Pharmacovigilance and prescribing decisions
One of the important roles of a drug regulatory agency is to provide timely and accurate information on the safety and efficacy of medicines. While pre-approval clinical trials characterize the common adverse reactions associated with a new medicine and some of the less common serious adverse reactions, the full safety profile of the medicine continues to be refined after approval based on information from marketing experience. For that reason, post-approval drug safety surveillance systems are in place to detect previously unrecognized adverse drug reactions and to characterize better both new and previously known adverse drug reactions.
While pre-approval clinical trials are conducted by a limited number of research physicians, post-approval safety monitoring is, in many ways, the responsibility of the entire drug use system. The Agenzia italiana del farmaco (AIFA) describes pharmacovigilance as a multi-participant activity:
“La Farmacovigilanza coinvolge a diversi livelli tutta la comunità: pazienti, prescrittori, operatori sanitari, aziende farmaceutiche, istituzioni ed accademia e la segnalazione può essere effettuata non solo dall’operatore sanitario ma anche dai cittadini.”[1]
Because a successful pharmacovigilance system depends on careful clinical observations made at the point of care, prescribers who monitor patients for suspected adverse drug reactions and who report those suspected adverse drug reactions to pharmacovigilance centers, regulatory authorities and to drug manufacturers, provide critical inputs to the pharmacovigilance system. However, a successful pharmacovigilance system requires more than inputs and analysis of drug safety data. It also generates an output. The essential output of a pharmacovigilance is, as noted above, timely and accurate information on the safety of medicines, which the entire drug system – and especially prescribers and patients – can use to make informed decisions about pharmacotherapy. This information is typically conveyed to the prescriber as an update to the medicine’s approved label or as another form of warning.
While much has been written about the role of prescribers and other practitioners in reporting suspected adverse drug reactions, there is less guidance on how prescribers should use the output of pharmacovigilance systems, and there are little data on how prescribing decisions have been affected by updated labeling and drug safety warnings from regulatory agencies. A recent publication by Dusetzina colleagues[2] systematically reviewed forty-nine studies published between January 1990 and November 2010 that examined the impact of warnings from the US Food and Drug Administration on drug utilization and health behaviors. Some warnings had a measurable impact; when they did, it was usually a decrease in drug use. In some cases, drug use decreased in subpopulations of patients who were not the subject of the warning. An analysis of substitution of treatment found that the extent of substitution was variable across therapeutic indications. When warnings recommended specific monitoring, the analysis found that there was often a decline in drug use and that changes in monitoring were often transient.
The analysis by Dusetzina and colleagues raises many important issues,[3] one of which is an understanding of how prescribers should use the warning and what the impact of a drug safety warning should be. Because the goal of updated labels and of drug safety warnings is to improve informed decision making, it is important that prescribers understand that drug labels are periodically updated to incorporate new safety information and that they should use this new information in choosing the best treatment for their patients. Thus, it is critical that prescribers become aware of new safety information. Contemporary physicians are bombarded with information about many things from many sources. It is thus important that updated safety information be made available via means that are readily identifiable as important information that the physician should read. Information could come directly from regulatory agencies or pharmaceutical manufacturers, or indirectly from, for example, professional societies, clinical facilities, or educational organizations. In addition to traditional paper based media, a variety of electronic media can be used, including e-mails and various forms of web postings.

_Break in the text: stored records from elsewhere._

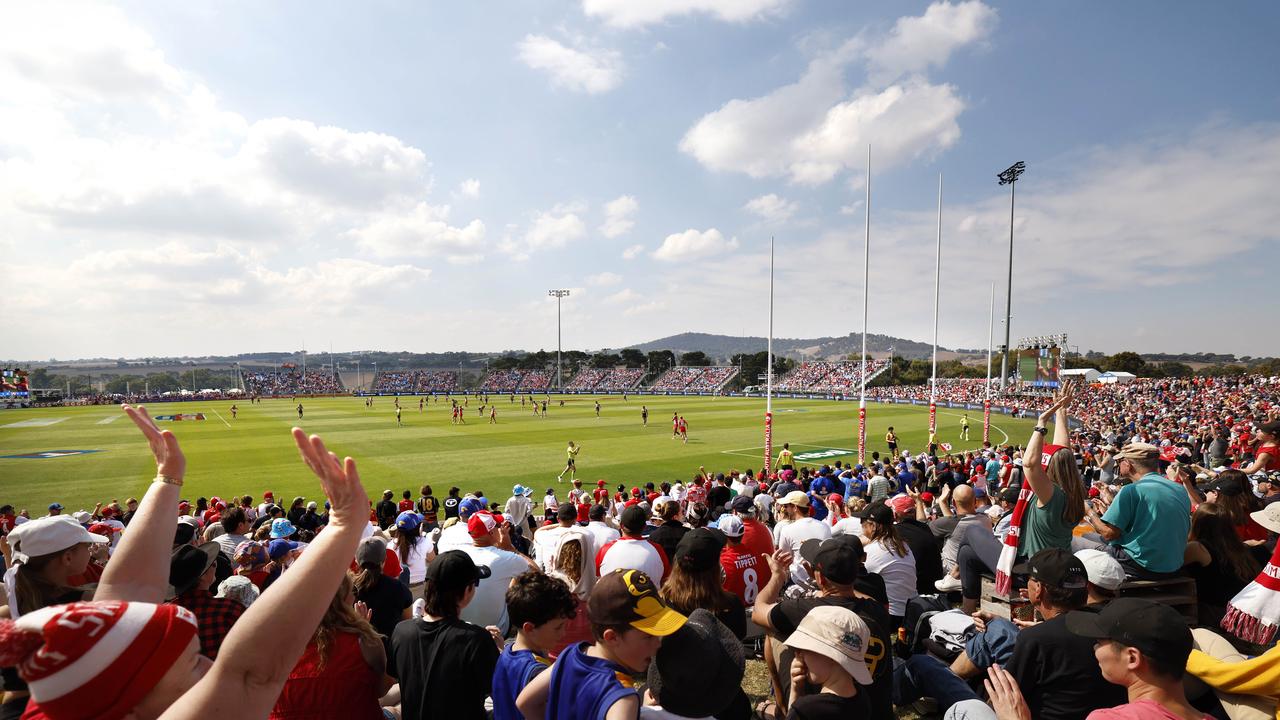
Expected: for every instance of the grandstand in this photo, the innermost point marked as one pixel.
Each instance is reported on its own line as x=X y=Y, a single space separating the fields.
x=695 y=379
x=615 y=379
x=416 y=381
x=291 y=381
x=836 y=378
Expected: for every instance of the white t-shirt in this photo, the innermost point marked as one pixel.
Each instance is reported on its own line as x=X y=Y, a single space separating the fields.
x=899 y=574
x=791 y=536
x=631 y=554
x=489 y=605
x=603 y=533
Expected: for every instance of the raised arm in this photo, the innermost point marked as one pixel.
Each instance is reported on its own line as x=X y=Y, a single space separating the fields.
x=138 y=570
x=245 y=680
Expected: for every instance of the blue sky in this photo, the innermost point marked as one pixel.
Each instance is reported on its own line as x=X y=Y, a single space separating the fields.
x=210 y=178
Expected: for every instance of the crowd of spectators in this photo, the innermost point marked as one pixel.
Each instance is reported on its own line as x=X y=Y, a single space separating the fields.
x=865 y=589
x=291 y=381
x=416 y=381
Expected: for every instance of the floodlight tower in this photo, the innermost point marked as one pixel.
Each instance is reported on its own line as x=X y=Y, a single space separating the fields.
x=557 y=295
x=1009 y=177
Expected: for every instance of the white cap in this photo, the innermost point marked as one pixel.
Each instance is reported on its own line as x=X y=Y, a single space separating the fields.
x=1104 y=569
x=49 y=534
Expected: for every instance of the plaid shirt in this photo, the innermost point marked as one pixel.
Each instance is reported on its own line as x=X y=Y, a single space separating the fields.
x=215 y=616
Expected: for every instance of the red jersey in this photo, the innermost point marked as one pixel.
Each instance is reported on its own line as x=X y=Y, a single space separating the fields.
x=745 y=572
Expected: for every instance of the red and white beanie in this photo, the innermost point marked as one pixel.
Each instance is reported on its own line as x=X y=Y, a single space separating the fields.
x=95 y=659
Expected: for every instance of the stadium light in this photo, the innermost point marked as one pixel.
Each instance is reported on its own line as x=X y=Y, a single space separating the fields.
x=1009 y=177
x=557 y=295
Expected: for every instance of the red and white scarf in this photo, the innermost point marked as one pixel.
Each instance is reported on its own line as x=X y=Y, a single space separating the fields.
x=1009 y=554
x=1253 y=614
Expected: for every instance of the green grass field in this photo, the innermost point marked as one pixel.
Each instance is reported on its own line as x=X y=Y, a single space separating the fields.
x=255 y=451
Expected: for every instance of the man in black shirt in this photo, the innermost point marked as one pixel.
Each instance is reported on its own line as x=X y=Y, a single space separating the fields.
x=444 y=665
x=836 y=566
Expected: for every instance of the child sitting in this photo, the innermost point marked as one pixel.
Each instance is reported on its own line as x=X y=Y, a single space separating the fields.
x=539 y=606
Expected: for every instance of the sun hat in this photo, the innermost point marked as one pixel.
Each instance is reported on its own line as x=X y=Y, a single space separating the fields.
x=731 y=525
x=282 y=528
x=188 y=564
x=1101 y=568
x=836 y=633
x=629 y=597
x=698 y=670
x=95 y=659
x=49 y=534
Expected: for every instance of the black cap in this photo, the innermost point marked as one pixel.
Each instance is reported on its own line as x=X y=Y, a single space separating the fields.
x=877 y=513
x=634 y=519
x=1055 y=568
x=699 y=550
x=1156 y=629
x=839 y=559
x=455 y=569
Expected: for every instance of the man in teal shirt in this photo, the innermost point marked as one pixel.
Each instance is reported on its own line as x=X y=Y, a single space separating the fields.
x=1147 y=522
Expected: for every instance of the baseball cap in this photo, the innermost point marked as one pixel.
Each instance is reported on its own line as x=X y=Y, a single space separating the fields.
x=1138 y=451
x=795 y=497
x=49 y=534
x=1156 y=629
x=698 y=669
x=455 y=569
x=483 y=523
x=629 y=597
x=1055 y=568
x=408 y=520
x=836 y=633
x=699 y=550
x=731 y=525
x=839 y=559
x=282 y=528
x=371 y=551
x=1101 y=568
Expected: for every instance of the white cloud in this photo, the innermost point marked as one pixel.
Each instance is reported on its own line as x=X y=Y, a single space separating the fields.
x=915 y=44
x=603 y=279
x=639 y=13
x=691 y=245
x=816 y=128
x=771 y=208
x=572 y=68
x=618 y=215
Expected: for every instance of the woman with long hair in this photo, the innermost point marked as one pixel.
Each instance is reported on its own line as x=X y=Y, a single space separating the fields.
x=698 y=582
x=415 y=551
x=343 y=669
x=888 y=555
x=1217 y=560
x=46 y=554
x=1234 y=496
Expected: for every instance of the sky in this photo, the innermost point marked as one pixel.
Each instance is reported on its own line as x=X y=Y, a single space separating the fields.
x=199 y=178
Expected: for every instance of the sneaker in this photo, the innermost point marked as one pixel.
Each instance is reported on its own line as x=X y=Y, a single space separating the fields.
x=949 y=584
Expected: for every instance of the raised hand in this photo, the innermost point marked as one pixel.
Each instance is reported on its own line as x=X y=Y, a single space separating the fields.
x=338 y=479
x=170 y=461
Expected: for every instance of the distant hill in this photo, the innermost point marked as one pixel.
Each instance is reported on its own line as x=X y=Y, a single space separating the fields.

As in all forms of communications, it is not sufficient for physicians simply to receive the communication – they must read it and incorporate the messages into their decision making. It is important to note that there is no pre-defined action that applies to all label changes that a physician should take. While many studies in the analysis by Dusetzina and colleagues noted a decline in prescribing after a warning, it is not necessarily the case that the most appropriate response to new safety information is to stop prescribing the medicine. While stopping a medicine in response to new safety information may be the best clinical decision in some cases, in other cases, alternative therapies may be less appropriate for the patients. Similarly, no therapy at all may put the patient at risk for poorer health outcomes. The physician should carefully consider how the new information alters the benefit-risk profile of the medicine, and compare that to other treatment options. If the medicine is continued, additional monitoring for adverse drug reactions may be needed.
In summary, the physician has two important roles in the pharmacovigilance system, one at each end of the process. The first is to provide careful clinical observations of suspected adverse drug reactions to the pharmacovigilance system. The second is to use the information provided by the pharmacovigilance system to optimize decision making regarding pharmacotherapy.